卓逸帆很想相信她的話,但那天庭之與她共舞的畫面一直在他腦中縈繞不去。加上庭之又說要追她,俊碩和玉秋也想和他結成親家,很多跡象都顯示庭之和莫品妤很有可能,但她為什麼否認?
他真希望事情如她所否認的,他對她的心……他克制不住自己對她的感情,要不是他們相差了二十四歲,他早就……

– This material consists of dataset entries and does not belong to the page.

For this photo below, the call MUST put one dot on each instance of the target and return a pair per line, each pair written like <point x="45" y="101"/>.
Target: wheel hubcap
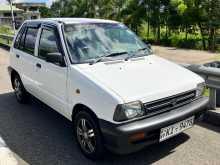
<point x="86" y="135"/>
<point x="17" y="86"/>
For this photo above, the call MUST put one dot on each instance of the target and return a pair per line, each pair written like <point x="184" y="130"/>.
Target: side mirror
<point x="56" y="58"/>
<point x="147" y="43"/>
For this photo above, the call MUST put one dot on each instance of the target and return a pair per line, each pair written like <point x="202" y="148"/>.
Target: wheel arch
<point x="81" y="107"/>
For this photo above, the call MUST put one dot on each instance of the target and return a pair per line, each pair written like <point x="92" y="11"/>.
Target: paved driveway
<point x="40" y="136"/>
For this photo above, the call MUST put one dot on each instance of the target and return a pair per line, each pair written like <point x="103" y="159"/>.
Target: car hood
<point x="145" y="78"/>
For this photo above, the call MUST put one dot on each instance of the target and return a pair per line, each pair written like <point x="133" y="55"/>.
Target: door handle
<point x="38" y="65"/>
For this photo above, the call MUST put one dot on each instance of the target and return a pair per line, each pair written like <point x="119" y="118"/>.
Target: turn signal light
<point x="137" y="137"/>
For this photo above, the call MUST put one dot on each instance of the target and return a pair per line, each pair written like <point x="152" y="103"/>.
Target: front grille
<point x="169" y="103"/>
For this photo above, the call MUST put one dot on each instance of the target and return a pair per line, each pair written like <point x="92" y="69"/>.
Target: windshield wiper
<point x="108" y="55"/>
<point x="136" y="53"/>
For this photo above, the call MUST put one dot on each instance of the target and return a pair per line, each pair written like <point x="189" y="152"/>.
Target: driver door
<point x="51" y="77"/>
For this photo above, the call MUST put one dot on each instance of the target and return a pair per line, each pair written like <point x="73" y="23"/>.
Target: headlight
<point x="200" y="90"/>
<point x="128" y="111"/>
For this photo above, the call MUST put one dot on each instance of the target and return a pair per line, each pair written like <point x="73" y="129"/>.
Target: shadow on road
<point x="210" y="127"/>
<point x="41" y="136"/>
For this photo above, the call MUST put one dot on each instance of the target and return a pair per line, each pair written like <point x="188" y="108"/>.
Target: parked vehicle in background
<point x="102" y="77"/>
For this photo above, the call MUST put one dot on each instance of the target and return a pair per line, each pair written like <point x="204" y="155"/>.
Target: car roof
<point x="71" y="20"/>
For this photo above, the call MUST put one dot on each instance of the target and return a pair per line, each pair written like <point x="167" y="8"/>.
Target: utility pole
<point x="12" y="15"/>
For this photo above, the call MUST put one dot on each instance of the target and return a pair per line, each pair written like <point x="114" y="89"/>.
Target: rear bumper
<point x="117" y="136"/>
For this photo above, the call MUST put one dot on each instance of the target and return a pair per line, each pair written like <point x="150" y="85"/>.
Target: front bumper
<point x="117" y="136"/>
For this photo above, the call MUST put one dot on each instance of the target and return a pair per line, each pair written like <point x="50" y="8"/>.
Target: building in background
<point x="5" y="15"/>
<point x="30" y="7"/>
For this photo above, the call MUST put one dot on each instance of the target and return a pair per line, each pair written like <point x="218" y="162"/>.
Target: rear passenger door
<point x="51" y="77"/>
<point x="24" y="55"/>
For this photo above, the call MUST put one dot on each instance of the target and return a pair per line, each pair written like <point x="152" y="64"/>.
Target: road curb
<point x="7" y="157"/>
<point x="212" y="117"/>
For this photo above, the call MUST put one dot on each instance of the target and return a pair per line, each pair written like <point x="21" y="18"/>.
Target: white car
<point x="102" y="77"/>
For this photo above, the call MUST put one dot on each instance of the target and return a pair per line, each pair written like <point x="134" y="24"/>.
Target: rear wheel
<point x="88" y="136"/>
<point x="21" y="94"/>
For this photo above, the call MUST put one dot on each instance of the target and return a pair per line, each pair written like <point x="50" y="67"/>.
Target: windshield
<point x="91" y="41"/>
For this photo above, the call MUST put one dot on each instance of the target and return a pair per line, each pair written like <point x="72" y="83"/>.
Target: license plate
<point x="172" y="130"/>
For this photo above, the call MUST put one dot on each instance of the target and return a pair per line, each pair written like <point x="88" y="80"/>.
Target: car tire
<point x="88" y="136"/>
<point x="21" y="94"/>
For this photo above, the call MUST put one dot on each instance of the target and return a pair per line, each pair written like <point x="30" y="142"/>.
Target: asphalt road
<point x="40" y="136"/>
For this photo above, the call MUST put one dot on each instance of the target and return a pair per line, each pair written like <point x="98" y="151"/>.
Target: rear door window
<point x="19" y="36"/>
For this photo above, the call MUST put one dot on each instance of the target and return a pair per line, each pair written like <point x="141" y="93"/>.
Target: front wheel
<point x="88" y="136"/>
<point x="21" y="94"/>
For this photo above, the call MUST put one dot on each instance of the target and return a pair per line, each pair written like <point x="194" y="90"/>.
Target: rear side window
<point x="18" y="38"/>
<point x="26" y="40"/>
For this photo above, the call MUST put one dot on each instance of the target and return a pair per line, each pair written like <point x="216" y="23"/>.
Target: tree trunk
<point x="212" y="39"/>
<point x="203" y="36"/>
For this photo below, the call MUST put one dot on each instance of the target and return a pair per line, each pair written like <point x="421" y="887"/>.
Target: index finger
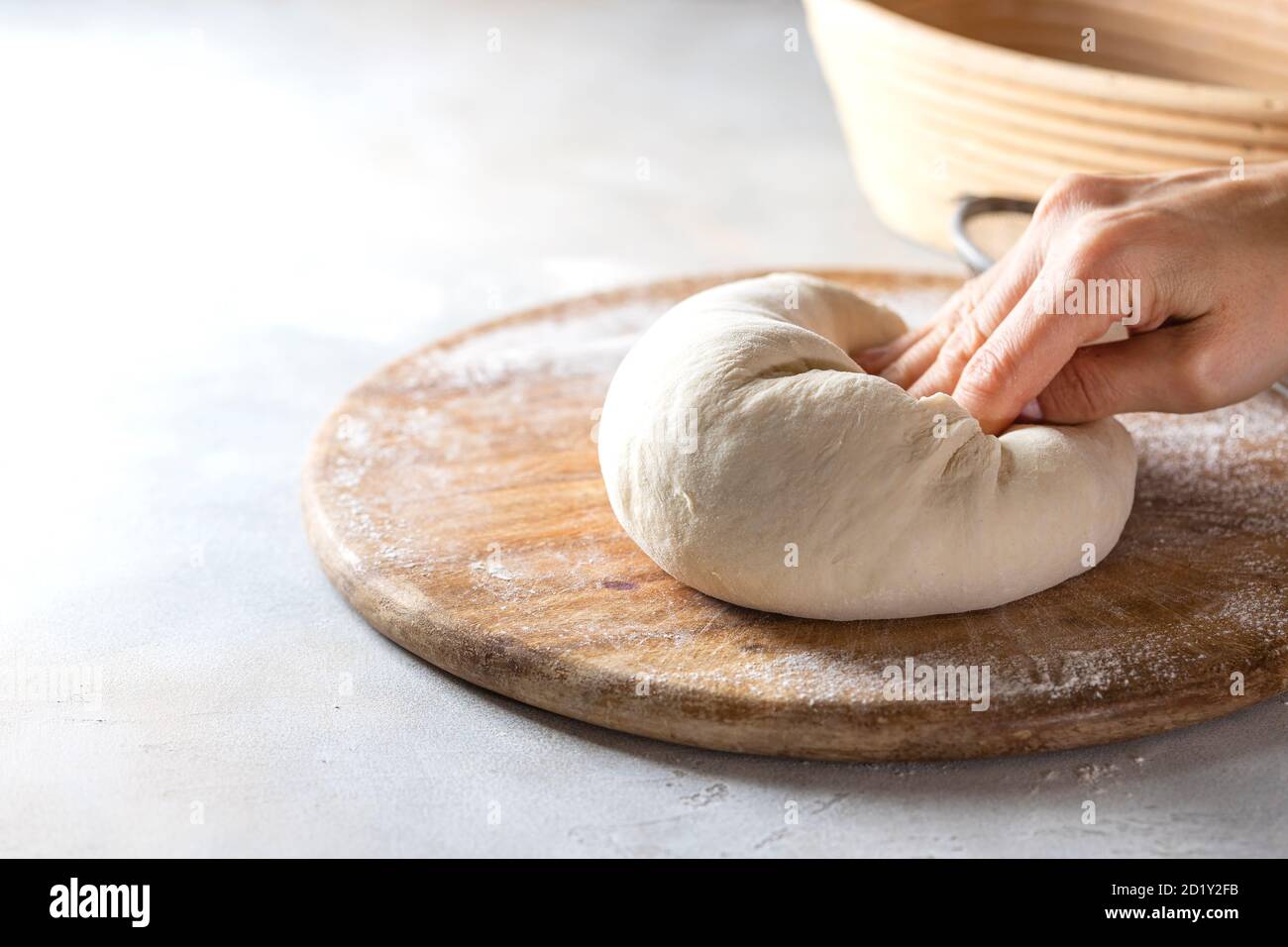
<point x="1028" y="350"/>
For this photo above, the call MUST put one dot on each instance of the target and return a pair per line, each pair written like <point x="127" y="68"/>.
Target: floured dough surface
<point x="752" y="459"/>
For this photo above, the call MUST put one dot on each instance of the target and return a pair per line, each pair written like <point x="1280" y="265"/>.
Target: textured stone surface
<point x="215" y="226"/>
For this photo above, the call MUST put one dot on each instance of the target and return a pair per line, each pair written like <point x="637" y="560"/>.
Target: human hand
<point x="1193" y="263"/>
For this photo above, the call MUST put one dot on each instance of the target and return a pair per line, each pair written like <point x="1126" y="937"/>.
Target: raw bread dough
<point x="754" y="460"/>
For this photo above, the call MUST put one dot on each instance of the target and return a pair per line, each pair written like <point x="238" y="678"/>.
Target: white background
<point x="217" y="219"/>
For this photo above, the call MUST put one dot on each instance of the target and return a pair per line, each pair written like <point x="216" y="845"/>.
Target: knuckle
<point x="1203" y="382"/>
<point x="987" y="371"/>
<point x="1077" y="393"/>
<point x="1068" y="191"/>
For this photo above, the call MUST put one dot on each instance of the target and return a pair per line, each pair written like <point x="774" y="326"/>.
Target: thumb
<point x="1151" y="371"/>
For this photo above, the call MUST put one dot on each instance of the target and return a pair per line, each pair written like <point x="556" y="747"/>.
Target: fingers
<point x="879" y="357"/>
<point x="978" y="324"/>
<point x="912" y="364"/>
<point x="1164" y="369"/>
<point x="1018" y="361"/>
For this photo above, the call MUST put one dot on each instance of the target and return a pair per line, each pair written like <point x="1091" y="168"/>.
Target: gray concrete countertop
<point x="215" y="223"/>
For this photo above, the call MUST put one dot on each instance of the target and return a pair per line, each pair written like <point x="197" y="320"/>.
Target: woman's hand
<point x="1194" y="264"/>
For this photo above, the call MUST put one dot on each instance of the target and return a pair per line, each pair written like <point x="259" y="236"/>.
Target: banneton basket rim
<point x="1072" y="78"/>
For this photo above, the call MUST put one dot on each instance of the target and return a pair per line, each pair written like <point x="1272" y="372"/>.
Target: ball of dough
<point x="752" y="459"/>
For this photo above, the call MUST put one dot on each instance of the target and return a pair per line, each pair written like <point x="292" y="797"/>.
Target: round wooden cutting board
<point x="455" y="500"/>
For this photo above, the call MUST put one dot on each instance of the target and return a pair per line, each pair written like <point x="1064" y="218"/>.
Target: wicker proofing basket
<point x="944" y="98"/>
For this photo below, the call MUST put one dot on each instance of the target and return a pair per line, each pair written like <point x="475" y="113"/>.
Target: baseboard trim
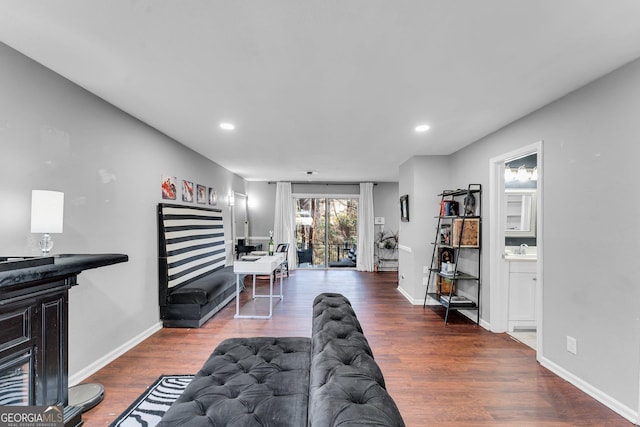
<point x="77" y="377"/>
<point x="597" y="394"/>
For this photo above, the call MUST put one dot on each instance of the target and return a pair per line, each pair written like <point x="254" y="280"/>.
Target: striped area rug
<point x="154" y="402"/>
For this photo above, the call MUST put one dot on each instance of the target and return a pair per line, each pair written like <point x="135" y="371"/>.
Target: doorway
<point x="506" y="247"/>
<point x="326" y="231"/>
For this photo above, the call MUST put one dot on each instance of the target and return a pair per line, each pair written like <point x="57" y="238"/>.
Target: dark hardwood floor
<point x="454" y="375"/>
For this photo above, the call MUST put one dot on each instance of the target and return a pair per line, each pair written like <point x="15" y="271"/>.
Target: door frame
<point x="498" y="276"/>
<point x="325" y="196"/>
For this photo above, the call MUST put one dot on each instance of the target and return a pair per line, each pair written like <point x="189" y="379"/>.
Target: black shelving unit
<point x="458" y="233"/>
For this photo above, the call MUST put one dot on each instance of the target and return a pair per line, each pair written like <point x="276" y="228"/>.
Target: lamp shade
<point x="47" y="208"/>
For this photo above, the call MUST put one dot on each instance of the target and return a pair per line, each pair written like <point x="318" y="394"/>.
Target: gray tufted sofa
<point x="330" y="379"/>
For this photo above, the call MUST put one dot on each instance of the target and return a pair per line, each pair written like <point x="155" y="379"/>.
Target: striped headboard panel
<point x="190" y="244"/>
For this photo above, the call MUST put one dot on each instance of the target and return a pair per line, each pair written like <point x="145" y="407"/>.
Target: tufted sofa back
<point x="346" y="385"/>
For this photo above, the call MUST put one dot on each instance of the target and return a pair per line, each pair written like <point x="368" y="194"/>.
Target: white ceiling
<point x="333" y="86"/>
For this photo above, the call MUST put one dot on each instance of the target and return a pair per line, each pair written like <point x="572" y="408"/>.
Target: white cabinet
<point x="522" y="295"/>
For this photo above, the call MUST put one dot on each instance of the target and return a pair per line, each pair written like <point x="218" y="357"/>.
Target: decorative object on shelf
<point x="387" y="240"/>
<point x="404" y="208"/>
<point x="466" y="232"/>
<point x="47" y="213"/>
<point x="469" y="204"/>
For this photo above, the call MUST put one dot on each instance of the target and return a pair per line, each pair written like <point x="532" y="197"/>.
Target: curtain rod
<point x="320" y="182"/>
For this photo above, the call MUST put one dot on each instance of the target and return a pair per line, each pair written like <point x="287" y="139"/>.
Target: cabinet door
<point x="522" y="298"/>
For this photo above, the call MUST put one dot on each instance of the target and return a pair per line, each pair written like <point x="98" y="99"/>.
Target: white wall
<point x="591" y="233"/>
<point x="54" y="135"/>
<point x="422" y="178"/>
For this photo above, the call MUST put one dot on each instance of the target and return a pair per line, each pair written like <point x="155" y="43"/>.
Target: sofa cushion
<point x="248" y="382"/>
<point x="346" y="385"/>
<point x="204" y="289"/>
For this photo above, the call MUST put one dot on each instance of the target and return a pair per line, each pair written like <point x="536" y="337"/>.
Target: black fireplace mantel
<point x="34" y="299"/>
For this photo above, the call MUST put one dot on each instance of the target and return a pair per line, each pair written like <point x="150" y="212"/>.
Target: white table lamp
<point x="47" y="208"/>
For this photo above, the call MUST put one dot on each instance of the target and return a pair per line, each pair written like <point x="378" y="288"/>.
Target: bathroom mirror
<point x="521" y="213"/>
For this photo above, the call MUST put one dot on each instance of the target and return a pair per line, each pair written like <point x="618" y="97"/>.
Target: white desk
<point x="263" y="265"/>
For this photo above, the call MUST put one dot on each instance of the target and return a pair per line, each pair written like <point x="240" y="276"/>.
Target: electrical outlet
<point x="572" y="345"/>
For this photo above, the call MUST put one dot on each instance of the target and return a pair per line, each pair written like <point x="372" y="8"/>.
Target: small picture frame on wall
<point x="187" y="191"/>
<point x="169" y="187"/>
<point x="404" y="208"/>
<point x="201" y="194"/>
<point x="213" y="196"/>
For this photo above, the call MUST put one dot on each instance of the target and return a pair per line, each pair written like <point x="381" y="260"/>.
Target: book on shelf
<point x="456" y="299"/>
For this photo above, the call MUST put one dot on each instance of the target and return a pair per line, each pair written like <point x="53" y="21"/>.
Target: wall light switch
<point x="572" y="345"/>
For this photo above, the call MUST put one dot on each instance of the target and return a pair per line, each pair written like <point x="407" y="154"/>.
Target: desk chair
<point x="282" y="247"/>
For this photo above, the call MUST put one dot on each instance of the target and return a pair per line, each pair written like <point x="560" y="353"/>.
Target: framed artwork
<point x="201" y="194"/>
<point x="187" y="191"/>
<point x="213" y="196"/>
<point x="404" y="208"/>
<point x="169" y="187"/>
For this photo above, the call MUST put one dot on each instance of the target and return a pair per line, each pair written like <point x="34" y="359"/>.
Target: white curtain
<point x="284" y="225"/>
<point x="365" y="228"/>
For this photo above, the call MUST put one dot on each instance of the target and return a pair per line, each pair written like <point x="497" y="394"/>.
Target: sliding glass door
<point x="326" y="231"/>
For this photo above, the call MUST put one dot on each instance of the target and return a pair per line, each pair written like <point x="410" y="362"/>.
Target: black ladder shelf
<point x="460" y="213"/>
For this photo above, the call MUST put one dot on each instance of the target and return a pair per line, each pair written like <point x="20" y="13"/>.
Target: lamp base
<point x="46" y="244"/>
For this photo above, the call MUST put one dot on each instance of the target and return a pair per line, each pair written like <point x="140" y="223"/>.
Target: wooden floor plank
<point x="453" y="375"/>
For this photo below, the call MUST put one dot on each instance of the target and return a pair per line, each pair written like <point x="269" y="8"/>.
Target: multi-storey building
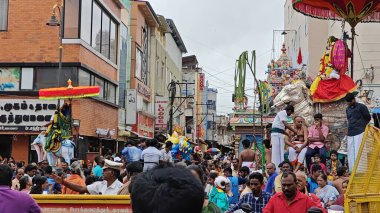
<point x="29" y="62"/>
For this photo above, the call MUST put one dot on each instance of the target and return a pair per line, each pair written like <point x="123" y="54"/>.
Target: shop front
<point x="21" y="120"/>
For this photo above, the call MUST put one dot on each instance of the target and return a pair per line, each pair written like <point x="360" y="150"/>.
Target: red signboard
<point x="201" y="81"/>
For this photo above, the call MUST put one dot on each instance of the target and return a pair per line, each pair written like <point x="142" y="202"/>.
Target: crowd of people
<point x="309" y="180"/>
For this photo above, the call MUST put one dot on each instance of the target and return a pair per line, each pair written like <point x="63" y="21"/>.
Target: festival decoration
<point x="351" y="11"/>
<point x="181" y="147"/>
<point x="213" y="150"/>
<point x="69" y="92"/>
<point x="332" y="84"/>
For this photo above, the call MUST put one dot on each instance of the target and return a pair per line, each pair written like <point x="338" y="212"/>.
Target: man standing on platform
<point x="358" y="117"/>
<point x="278" y="134"/>
<point x="317" y="139"/>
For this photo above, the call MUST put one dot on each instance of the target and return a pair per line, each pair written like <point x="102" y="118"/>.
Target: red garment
<point x="330" y="90"/>
<point x="300" y="204"/>
<point x="322" y="165"/>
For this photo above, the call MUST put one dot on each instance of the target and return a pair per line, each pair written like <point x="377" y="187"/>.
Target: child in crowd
<point x="210" y="182"/>
<point x="332" y="165"/>
<point x="317" y="161"/>
<point x="218" y="194"/>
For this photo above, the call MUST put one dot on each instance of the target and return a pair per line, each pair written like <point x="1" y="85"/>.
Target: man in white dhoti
<point x="358" y="117"/>
<point x="278" y="134"/>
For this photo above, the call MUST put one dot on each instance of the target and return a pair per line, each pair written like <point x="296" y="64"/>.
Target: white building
<point x="311" y="36"/>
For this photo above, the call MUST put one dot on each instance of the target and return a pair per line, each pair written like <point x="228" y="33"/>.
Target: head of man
<point x="31" y="170"/>
<point x="5" y="175"/>
<point x="271" y="168"/>
<point x="301" y="181"/>
<point x="48" y="171"/>
<point x="143" y="143"/>
<point x="235" y="163"/>
<point x="244" y="171"/>
<point x="289" y="185"/>
<point x="246" y="143"/>
<point x="256" y="181"/>
<point x="316" y="170"/>
<point x="318" y="119"/>
<point x="286" y="166"/>
<point x="350" y="99"/>
<point x="298" y="121"/>
<point x="165" y="190"/>
<point x="289" y="110"/>
<point x="99" y="160"/>
<point x="19" y="173"/>
<point x="227" y="172"/>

莫品妤知道現在是把事情解釋清楚的時候了,她不要卓逸帆對她有所誤會。
「我跟卓庭之說得很清楚,我和他是不可能成為情人或夫妻的!」莫品妤一口氣說完。
「為什麼?」卓逸帆一臉茫然。
她大膽的問他:「你希望這樣嗎?」
「我……」他矛盾不已。他當然不希望,但是他能明白的說出來嗎?
「如果你也不希望的話,最好明白的說出來,我需要知道你的立場、你的態度。」她知道自己等於是在逼他攤牌,而且她把話說得很露骨,他應該懂才對!
「我……順其自然。」他答非所問。
「什麼順其自然?」她卻火了。「你是對我順其自然,還是對我和卓庭之的事順其自然?」
「莫品妤,你到底要我怎麼樣?」卓逸帆也忍不住低吼。
「我要你承認你對我的感覺!」她脫口而出,將桌上的一堆卷宗推開。「我不要再玩捉迷藏了,我要確實知道你對我的感覺!」
她的咄咄逼人令他沉默,但是,他能回答嗎?
「卓逸帆。」她不再叫他「卓董」了。「告訴我你對我的感覺!」
「我對你能有什麼感覺?」卓逸帆仍然不敢表露真情。
聽到這話,她終於氣不過的拿起了桌上的公文夾,任性的丟向了他;公文夾正好砸在他的胸膛,他不禁一臉錯愕的看著她,好像不相信她這麼做了似的。她的氣出過了,轉身便要走出去,遠離這個可能會很火爆的場面。但是卓逸帆沒讓她走。
他伸手拉住她的手肘,本來已經高舉起了手要拍向她的粉頰,但看到她驚慌的表情,他的手卻不禁輕輕的落下,按著,他用力的將自己的唇覆在她的唇上。